At Camperdown, Mills produced several outstanding sprinters. The best of them was Raymond Stewart who, weeks after leaving school, reached the men's 100m final at the Los Angeles Olympics. He later anchored the men's 4x100m to a silver medal. Stewart went on to reach two other Olympic 100m finals.

Mills also coached former national representatives Leroy Reid, Garfield Campbell and Carey Johnson.

During his career, Mills has received diplomas from the International Olympic Committee training centre in Mexico and High-Level Sprint Tech training at the IAAF Training Centre in Puerto Rico.

Today, as national senior team coach for Jamaica to the Olympics and other major games and championships, Mills has come a far way from those early days.

Speaking with the wisdom of his years in the field, Coach Mills continues to entreat Jamaican fans to be more appreciative of the achievements of the country's athletes.

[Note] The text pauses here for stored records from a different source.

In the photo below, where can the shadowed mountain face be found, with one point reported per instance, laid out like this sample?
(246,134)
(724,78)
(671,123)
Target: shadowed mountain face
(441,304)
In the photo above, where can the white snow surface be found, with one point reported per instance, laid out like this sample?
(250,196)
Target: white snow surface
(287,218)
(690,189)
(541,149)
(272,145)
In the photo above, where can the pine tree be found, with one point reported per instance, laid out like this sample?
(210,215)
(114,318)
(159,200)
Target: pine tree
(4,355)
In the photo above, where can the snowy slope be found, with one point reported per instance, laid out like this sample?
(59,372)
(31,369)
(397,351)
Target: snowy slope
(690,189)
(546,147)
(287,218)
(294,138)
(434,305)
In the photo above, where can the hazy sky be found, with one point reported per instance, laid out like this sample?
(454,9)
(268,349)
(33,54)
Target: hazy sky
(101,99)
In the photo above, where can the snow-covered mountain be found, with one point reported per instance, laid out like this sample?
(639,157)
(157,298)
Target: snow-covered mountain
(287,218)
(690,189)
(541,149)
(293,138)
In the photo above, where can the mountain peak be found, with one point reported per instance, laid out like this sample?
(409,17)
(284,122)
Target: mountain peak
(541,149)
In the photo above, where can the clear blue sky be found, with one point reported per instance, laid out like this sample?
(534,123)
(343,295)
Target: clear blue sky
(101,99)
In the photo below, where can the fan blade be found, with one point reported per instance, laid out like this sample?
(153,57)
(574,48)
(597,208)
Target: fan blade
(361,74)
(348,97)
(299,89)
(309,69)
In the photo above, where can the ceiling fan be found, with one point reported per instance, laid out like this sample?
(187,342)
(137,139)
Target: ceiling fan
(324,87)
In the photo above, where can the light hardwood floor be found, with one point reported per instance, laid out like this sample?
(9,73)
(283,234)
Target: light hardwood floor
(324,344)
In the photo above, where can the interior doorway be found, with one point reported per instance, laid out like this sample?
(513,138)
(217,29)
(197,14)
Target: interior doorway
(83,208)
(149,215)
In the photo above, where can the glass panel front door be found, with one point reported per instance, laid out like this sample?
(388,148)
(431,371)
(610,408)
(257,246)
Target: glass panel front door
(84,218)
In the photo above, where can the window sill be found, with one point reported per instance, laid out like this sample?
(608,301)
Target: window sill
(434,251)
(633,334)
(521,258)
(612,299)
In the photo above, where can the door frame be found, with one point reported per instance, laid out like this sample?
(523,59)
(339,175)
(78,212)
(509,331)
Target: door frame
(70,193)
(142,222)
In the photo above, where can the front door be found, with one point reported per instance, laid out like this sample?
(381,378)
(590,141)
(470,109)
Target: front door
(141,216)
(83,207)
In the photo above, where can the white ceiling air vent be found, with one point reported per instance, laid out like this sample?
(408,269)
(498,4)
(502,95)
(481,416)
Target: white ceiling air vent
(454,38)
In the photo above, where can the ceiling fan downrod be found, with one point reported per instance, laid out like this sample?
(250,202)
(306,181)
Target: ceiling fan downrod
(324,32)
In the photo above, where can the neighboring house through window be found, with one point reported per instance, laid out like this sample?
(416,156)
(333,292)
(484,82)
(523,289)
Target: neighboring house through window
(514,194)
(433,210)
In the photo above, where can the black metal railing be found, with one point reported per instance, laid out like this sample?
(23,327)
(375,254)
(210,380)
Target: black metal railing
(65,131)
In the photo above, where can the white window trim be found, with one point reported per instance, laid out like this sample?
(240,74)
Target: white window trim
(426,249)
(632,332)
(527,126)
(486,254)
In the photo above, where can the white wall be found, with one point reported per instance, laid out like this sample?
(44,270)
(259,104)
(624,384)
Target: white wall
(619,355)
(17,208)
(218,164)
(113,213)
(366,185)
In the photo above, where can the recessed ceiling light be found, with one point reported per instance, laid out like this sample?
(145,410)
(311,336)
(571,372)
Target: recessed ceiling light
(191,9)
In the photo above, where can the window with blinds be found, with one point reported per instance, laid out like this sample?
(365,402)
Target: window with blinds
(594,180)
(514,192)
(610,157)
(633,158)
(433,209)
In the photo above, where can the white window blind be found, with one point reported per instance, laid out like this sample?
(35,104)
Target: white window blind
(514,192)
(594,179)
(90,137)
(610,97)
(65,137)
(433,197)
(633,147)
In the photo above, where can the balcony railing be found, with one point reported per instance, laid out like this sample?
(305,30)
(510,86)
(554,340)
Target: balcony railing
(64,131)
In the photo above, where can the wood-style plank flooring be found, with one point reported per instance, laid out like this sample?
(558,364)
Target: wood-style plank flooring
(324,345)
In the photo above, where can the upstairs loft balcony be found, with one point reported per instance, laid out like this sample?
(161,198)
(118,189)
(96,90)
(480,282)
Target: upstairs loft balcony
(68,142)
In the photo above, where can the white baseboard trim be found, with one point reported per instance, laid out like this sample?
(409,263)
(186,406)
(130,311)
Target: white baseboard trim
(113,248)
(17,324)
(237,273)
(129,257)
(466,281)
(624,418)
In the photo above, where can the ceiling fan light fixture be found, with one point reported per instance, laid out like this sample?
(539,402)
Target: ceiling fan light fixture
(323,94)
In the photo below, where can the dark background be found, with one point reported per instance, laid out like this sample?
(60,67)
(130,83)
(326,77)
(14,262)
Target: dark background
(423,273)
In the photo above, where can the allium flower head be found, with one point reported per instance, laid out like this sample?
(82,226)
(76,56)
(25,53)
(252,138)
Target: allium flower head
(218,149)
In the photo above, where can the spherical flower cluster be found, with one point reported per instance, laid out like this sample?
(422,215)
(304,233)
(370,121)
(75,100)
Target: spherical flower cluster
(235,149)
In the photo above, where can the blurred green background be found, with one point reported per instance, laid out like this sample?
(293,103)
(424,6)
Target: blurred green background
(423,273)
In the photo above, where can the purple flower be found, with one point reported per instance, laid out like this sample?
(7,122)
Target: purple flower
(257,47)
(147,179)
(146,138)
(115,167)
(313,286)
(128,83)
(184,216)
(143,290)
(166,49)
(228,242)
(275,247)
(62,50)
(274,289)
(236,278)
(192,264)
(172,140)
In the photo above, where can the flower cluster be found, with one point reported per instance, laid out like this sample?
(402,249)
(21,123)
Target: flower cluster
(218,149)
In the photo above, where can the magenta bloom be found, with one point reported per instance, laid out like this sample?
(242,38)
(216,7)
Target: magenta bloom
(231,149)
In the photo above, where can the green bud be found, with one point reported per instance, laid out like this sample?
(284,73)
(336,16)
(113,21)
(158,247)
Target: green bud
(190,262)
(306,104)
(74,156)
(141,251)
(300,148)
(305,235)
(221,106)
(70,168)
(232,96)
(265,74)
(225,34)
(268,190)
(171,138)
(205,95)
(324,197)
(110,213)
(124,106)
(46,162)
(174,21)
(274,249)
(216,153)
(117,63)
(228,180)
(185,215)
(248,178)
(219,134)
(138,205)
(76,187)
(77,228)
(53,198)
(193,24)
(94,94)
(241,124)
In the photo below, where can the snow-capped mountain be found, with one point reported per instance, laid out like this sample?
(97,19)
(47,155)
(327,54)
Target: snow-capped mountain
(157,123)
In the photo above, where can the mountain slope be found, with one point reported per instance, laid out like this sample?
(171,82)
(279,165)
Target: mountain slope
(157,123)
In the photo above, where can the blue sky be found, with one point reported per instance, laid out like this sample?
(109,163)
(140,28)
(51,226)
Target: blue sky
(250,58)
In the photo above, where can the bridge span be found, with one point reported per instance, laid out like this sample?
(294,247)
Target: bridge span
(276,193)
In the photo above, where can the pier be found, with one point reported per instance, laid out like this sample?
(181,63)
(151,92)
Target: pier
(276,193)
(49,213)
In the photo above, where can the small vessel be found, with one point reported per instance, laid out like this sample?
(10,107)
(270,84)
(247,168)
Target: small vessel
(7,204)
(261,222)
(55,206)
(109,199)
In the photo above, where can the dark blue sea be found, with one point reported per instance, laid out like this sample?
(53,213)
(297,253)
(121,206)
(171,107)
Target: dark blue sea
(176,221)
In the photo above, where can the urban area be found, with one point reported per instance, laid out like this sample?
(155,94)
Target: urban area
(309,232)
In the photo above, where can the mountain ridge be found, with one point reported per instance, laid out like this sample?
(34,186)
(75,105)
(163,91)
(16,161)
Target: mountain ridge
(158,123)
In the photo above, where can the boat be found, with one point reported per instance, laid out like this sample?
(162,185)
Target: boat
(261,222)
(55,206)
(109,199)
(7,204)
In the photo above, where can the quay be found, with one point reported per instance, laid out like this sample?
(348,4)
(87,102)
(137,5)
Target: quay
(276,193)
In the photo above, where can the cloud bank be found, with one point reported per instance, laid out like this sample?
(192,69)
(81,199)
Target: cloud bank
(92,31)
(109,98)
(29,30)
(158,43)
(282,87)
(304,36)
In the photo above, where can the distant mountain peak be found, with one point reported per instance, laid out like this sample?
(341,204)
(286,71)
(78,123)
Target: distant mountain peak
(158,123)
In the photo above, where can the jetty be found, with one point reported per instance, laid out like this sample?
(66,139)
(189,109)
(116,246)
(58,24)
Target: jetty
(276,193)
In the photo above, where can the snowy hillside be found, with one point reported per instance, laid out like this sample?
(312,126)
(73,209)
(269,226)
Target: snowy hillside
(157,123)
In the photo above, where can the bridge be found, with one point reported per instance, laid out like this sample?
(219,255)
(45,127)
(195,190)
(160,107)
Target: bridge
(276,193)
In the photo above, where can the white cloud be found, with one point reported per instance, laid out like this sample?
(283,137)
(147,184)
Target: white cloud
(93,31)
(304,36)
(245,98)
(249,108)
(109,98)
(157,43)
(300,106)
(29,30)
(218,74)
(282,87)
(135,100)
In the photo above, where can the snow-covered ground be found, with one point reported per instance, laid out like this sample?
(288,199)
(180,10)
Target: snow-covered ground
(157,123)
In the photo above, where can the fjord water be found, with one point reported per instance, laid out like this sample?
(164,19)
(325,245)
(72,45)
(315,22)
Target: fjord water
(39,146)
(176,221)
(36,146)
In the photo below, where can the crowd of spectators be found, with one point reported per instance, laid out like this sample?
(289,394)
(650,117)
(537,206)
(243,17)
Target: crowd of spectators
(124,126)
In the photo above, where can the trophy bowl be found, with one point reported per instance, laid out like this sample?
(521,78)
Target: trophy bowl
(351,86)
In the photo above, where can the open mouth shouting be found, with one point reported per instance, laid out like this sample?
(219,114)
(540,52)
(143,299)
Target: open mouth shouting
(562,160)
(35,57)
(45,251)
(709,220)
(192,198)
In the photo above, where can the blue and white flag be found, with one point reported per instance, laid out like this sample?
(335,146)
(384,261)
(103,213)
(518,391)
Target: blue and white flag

"We can always win more medals but one has to be practical. Jamaica stands at about number three in the world in sprinting. That's extraordinary!" he asserted.

Investing in sports

To win more medals, he contends, the country must invest more money in the athletics programme. By investing ade-quately in track and field, he contends, Jamaica could double its average medal count at the top meets in short order.

He is not just thinking of the traditional sprint events, however, pointing out that there is an emerging trend towards being in contention for medals in disciplines such as the shot putt, and the decathlon.

In addition to his national duties, Mills is now coaching a growing list of world-class athletes including Usain Bolt, Aleen Bailey, and Xavier Brown. He also coached Kim Collins (former 100m World Champion) for several years.

Not bad for a boy who gave up his early ambitions to be a sprinter.

Early recognition of one lim-itation gave way to a career of seemingly limitless possibilities.